Acima de qualquer expectativa. Temos uma mania de achar que as equipes brasileiras têm tudo para ganhar, sem que a gente se pergunte do que essa vitória é fruto.
Qual a política esportiva por trás da vitória dos nossos atletas? O Brasil tem 519 anos e não tem uma política de esportes. O poder econômico no topo do poder no Brasil não descobriu até hoje que esporte é um fator de saúde pública.
O que nós temos no esporte são gerações espontâneas. Quem fez a Marta? Ela própria. Ela foi duas vezes medalha de prata em Olimpíadas (Atenas 2004 e Pequim 2008).
O time inteiro de futebol feminino é fantástico. Vamos analisar a idade média do time brasileiro e compará-lo com as das outras seleções. Um dos motivos que leva a Formiga a jogar futebol até hoje é porque não existe uma política de incentivo a renovação de talentos. [A volante da seleção tem 37 anos e é a jogadora mais velha de seleções entre atletas e homens].
Esse problema se repete no futebol masculino. O Brasil é cinco vezes campeão do mundo no futebol masculino por causa do talento dos atletas, não por causa de uma política de categoria de base, como existe em outros países.
Na Olimpíada de Atlanta, em 1996, o Brasil ficou na frente do Reino Unido no quadro de medalhas.
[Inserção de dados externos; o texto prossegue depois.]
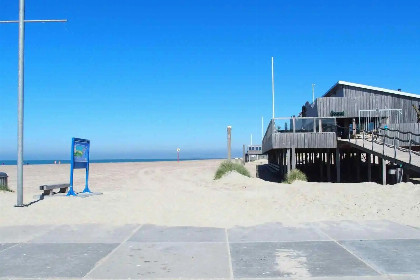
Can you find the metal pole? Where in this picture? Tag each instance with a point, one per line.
(229, 129)
(21, 22)
(20, 103)
(272, 80)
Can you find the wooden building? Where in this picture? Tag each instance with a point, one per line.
(313, 142)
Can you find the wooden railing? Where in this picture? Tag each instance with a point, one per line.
(381, 136)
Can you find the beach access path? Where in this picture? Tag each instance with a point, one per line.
(324, 250)
(172, 220)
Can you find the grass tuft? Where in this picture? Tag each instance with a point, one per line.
(5, 188)
(294, 175)
(227, 166)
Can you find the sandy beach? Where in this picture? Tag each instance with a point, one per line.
(173, 194)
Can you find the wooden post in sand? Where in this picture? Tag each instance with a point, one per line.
(229, 130)
(358, 163)
(293, 158)
(337, 164)
(328, 166)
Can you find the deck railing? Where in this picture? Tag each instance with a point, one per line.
(381, 137)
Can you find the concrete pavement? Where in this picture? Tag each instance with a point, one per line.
(326, 250)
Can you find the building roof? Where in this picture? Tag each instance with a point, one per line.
(372, 88)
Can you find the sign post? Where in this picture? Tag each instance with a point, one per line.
(79, 159)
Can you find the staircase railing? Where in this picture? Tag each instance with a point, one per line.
(380, 137)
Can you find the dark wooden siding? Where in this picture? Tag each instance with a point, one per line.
(300, 140)
(355, 99)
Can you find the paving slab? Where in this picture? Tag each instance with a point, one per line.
(381, 277)
(165, 260)
(51, 260)
(86, 233)
(368, 230)
(275, 232)
(19, 234)
(399, 256)
(152, 233)
(295, 259)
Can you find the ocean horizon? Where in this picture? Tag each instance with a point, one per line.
(51, 161)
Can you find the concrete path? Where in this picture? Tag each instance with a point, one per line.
(327, 250)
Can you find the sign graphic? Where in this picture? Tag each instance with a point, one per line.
(79, 160)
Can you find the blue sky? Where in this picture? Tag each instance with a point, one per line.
(140, 78)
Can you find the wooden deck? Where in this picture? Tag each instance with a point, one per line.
(397, 156)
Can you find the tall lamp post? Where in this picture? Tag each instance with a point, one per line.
(21, 71)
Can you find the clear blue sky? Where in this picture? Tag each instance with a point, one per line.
(140, 78)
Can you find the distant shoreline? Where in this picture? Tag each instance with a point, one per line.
(38, 162)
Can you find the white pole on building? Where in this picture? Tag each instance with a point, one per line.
(272, 80)
(313, 93)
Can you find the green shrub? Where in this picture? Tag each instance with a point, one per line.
(227, 166)
(5, 188)
(294, 175)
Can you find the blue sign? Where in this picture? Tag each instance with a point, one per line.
(79, 159)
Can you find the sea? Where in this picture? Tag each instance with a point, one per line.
(51, 161)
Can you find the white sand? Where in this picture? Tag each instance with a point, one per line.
(171, 193)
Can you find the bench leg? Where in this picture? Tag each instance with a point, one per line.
(63, 190)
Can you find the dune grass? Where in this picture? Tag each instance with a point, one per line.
(227, 166)
(294, 175)
(5, 188)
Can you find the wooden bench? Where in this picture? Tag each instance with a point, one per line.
(48, 189)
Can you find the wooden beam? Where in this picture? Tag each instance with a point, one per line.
(383, 172)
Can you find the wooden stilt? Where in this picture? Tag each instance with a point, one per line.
(321, 167)
(337, 164)
(329, 166)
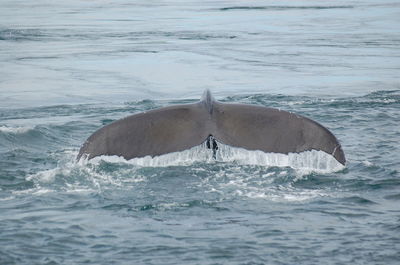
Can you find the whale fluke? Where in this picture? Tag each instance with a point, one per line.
(180, 127)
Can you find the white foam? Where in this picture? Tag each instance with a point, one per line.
(304, 162)
(14, 130)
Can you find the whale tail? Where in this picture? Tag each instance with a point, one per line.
(180, 127)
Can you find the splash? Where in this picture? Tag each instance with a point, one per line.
(308, 161)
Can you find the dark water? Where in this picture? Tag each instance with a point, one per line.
(67, 68)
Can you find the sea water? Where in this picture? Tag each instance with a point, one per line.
(68, 68)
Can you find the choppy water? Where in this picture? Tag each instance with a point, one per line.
(67, 68)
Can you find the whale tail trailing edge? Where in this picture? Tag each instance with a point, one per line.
(180, 127)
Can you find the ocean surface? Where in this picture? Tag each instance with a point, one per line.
(69, 67)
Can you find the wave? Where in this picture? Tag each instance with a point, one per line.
(282, 7)
(15, 130)
(309, 161)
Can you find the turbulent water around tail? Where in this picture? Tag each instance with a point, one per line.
(201, 210)
(68, 68)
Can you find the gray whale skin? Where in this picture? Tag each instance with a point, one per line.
(180, 127)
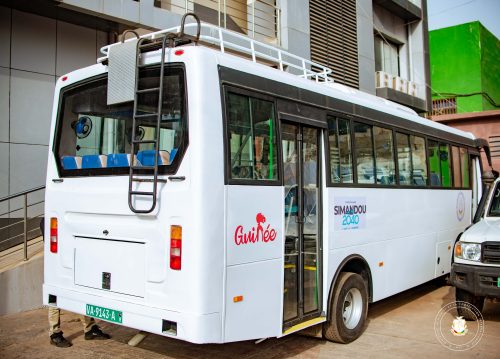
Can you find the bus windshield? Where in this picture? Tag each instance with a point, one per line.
(93, 138)
(495, 202)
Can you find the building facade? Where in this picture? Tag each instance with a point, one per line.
(378, 46)
(465, 73)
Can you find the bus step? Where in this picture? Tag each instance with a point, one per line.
(148, 180)
(153, 89)
(145, 115)
(144, 141)
(135, 168)
(141, 193)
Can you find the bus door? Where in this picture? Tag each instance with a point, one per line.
(302, 260)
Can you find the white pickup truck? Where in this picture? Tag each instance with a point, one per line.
(476, 269)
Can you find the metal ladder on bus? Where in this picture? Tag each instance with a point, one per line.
(145, 45)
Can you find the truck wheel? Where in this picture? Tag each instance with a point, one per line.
(464, 296)
(348, 308)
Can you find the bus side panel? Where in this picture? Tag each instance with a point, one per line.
(254, 282)
(401, 233)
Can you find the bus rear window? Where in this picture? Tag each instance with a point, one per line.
(94, 138)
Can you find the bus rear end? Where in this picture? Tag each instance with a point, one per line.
(105, 256)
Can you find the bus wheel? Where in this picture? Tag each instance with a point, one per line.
(348, 308)
(464, 296)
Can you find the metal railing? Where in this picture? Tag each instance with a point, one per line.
(257, 51)
(444, 106)
(21, 221)
(258, 19)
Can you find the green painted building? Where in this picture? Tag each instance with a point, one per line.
(465, 69)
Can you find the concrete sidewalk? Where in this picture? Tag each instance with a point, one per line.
(400, 326)
(21, 281)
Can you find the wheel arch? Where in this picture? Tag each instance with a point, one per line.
(355, 263)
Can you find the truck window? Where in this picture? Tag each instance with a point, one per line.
(495, 202)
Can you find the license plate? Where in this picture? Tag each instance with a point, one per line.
(110, 315)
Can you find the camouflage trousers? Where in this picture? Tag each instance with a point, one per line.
(55, 321)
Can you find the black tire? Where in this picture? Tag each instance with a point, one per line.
(464, 296)
(345, 325)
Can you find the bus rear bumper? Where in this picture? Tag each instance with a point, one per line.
(194, 328)
(478, 280)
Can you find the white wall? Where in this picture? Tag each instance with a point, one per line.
(34, 51)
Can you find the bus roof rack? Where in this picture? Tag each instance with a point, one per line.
(238, 44)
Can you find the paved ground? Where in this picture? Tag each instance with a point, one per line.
(401, 326)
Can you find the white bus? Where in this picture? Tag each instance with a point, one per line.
(211, 192)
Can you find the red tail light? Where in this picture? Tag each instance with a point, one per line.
(53, 235)
(175, 247)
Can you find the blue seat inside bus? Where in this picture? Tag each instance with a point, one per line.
(92, 161)
(172, 154)
(147, 157)
(70, 163)
(118, 160)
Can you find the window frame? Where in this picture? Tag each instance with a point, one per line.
(119, 171)
(228, 180)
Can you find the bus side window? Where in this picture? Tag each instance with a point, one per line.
(445, 163)
(339, 139)
(464, 161)
(434, 163)
(365, 160)
(404, 159)
(419, 161)
(252, 138)
(457, 179)
(384, 156)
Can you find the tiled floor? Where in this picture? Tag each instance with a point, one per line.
(400, 326)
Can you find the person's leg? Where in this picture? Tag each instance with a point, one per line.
(54, 320)
(88, 323)
(91, 329)
(56, 335)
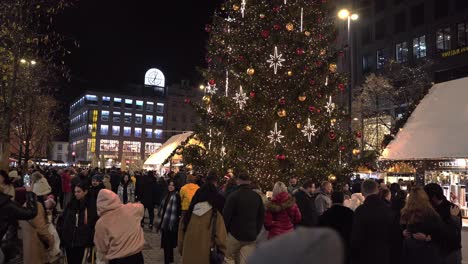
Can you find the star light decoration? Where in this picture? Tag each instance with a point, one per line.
(330, 106)
(309, 130)
(211, 89)
(241, 98)
(275, 135)
(276, 60)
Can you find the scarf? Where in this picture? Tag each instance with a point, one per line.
(170, 212)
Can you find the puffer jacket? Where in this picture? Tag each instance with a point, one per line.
(281, 215)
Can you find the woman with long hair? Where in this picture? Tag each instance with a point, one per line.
(423, 230)
(197, 226)
(282, 212)
(168, 220)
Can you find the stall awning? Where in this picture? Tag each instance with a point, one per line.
(166, 149)
(438, 128)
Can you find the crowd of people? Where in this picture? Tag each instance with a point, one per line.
(98, 216)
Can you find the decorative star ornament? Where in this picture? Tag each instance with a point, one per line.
(211, 89)
(276, 60)
(275, 135)
(330, 106)
(309, 130)
(241, 98)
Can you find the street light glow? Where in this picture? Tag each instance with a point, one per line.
(343, 14)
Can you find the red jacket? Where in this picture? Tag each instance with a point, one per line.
(281, 215)
(66, 183)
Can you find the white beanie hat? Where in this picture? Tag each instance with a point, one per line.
(41, 187)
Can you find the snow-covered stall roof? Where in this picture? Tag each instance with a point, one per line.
(438, 128)
(167, 148)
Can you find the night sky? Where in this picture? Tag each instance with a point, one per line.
(120, 40)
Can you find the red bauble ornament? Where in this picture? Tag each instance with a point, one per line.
(341, 87)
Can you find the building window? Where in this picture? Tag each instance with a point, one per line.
(419, 47)
(381, 59)
(104, 116)
(139, 105)
(138, 118)
(127, 131)
(160, 108)
(105, 101)
(137, 131)
(158, 133)
(149, 119)
(117, 102)
(443, 39)
(116, 117)
(149, 106)
(148, 133)
(401, 52)
(104, 130)
(159, 120)
(417, 15)
(380, 28)
(128, 118)
(116, 131)
(462, 34)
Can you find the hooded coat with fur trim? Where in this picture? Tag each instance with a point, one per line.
(281, 215)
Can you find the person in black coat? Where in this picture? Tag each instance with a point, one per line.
(339, 218)
(373, 228)
(10, 213)
(145, 194)
(306, 204)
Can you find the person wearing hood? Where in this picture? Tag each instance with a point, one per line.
(282, 213)
(169, 216)
(196, 228)
(119, 242)
(323, 200)
(37, 240)
(187, 192)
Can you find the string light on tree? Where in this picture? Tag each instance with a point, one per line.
(276, 60)
(275, 135)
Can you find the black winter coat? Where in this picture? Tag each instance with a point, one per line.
(244, 214)
(76, 229)
(373, 232)
(306, 205)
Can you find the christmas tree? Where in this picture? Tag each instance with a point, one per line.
(270, 103)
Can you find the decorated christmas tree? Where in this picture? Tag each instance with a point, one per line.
(271, 97)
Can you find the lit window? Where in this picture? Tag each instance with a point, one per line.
(419, 47)
(149, 119)
(159, 120)
(127, 131)
(104, 130)
(401, 52)
(148, 133)
(137, 132)
(443, 39)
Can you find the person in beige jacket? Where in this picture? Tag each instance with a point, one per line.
(119, 237)
(195, 227)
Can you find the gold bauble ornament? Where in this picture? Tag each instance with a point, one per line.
(281, 112)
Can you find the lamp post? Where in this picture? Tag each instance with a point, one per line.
(345, 14)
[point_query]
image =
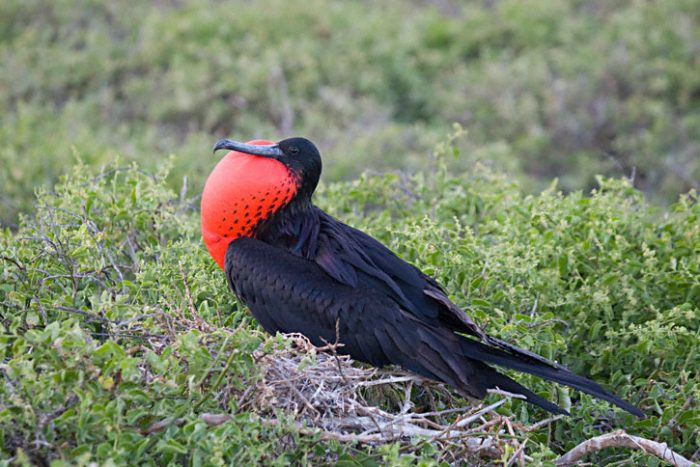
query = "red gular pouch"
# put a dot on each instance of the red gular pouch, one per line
(241, 191)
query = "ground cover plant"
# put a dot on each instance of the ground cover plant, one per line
(121, 343)
(545, 88)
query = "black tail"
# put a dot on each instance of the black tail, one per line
(509, 356)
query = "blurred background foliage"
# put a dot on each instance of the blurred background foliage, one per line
(544, 88)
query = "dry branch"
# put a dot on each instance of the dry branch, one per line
(620, 439)
(327, 393)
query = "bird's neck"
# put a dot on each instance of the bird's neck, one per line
(294, 228)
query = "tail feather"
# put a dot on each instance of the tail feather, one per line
(520, 360)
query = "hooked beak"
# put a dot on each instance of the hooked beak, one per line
(273, 151)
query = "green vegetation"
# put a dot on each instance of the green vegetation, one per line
(99, 340)
(113, 318)
(545, 88)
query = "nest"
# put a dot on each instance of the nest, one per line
(328, 395)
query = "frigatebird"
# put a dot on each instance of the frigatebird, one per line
(299, 270)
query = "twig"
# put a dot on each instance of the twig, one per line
(620, 439)
(158, 426)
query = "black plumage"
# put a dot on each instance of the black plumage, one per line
(309, 273)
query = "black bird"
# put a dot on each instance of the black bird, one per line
(300, 270)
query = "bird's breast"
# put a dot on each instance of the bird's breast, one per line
(242, 191)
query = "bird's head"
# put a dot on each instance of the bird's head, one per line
(251, 183)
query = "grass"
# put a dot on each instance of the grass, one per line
(114, 318)
(545, 89)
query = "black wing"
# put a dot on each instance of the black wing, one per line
(343, 251)
(287, 293)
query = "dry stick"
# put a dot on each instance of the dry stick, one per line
(518, 454)
(620, 439)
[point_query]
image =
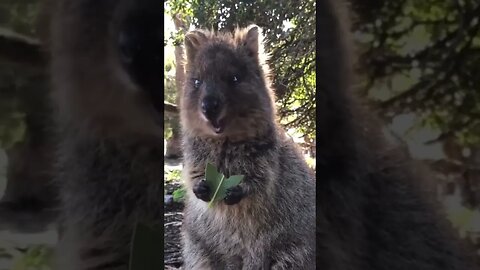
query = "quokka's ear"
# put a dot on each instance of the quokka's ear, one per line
(193, 40)
(253, 40)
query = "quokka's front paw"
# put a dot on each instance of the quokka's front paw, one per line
(234, 195)
(202, 191)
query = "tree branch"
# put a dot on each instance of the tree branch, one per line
(20, 49)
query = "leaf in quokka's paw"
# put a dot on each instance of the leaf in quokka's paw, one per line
(147, 245)
(217, 183)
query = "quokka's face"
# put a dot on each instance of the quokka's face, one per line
(225, 91)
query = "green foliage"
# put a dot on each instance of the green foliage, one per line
(422, 57)
(172, 175)
(20, 16)
(217, 182)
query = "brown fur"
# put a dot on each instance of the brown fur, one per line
(110, 140)
(272, 227)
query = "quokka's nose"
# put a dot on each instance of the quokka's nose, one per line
(211, 107)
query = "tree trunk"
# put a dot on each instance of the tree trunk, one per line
(174, 149)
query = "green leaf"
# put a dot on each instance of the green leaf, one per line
(233, 180)
(217, 181)
(147, 245)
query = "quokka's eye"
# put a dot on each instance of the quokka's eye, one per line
(196, 83)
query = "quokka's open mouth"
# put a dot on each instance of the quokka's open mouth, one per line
(218, 125)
Aquilo não tinha nenhuma lógica, mas tentaram vender a ideia de que éramos melhores que os britânicos.
Enquanto isso, o Comitê Olímpico Britânico iniciou uma série de mudanças na política esportiva do país, que resultou na criação de mais dois centros olímpicos de excelência. Na olimpíada seguinte (Sydney 2000), o Reino Unido recuperou seu tradicional lugar entre os dez primeiros colocados – , enquanto o Brasil caiu para 52º.
O quão otimista podemos ficar com a chegada de Pia Sundhage, bicampeã olímpica, e nova treinadora da seleção feminina?
Para mim a contratação dela é um passo muito importante para o Brasil. Há anos eu já sou a favor do Guardiola para tratar dos homens [Josep “Pep” Guardiola é considerado um dos melhores técnicos dos últimos tempos, atualmente comanda o time inglês Mancherster City].
Mas aqui a gente tem uma bobagem xenófoba de que não temos nada o que aprender com estrangeiros. E, no futebol, está claro que nós temos. A Pia poderá alargar horizontes no futebol feminino.
Você já disse que “o esporte é absolutamente propício à lavagem de dinheiro”. Qual a probabilidade de times femininos nos clubes se tornarem mais “lavanderias”?
A probabilidade existe a medida em que os times femininos se tornarem cada vez mais atração e movimentar a economia do esporte. Porque a economia do esporte é intangível. O preço dos atletas é intangível. É o tal do “quanto vale o Messi?”.
Dizem que uns cinco Bale [o jogador inglês Gareth Bale, atacante do Real Madrid, é avaliado em 101 milhões de euros, cerca de R$ 326 milhões].
Pois é, mas será? E se o Messi vale isso, então, o Pelé valeria quanto? A gente não sabe, percebe? E assim se dá em outros esportes também. É aí que entra a lavagem de dinheiro, pois os preços são absolutamente subjetivos, o que abre margem para operações fraudulentas.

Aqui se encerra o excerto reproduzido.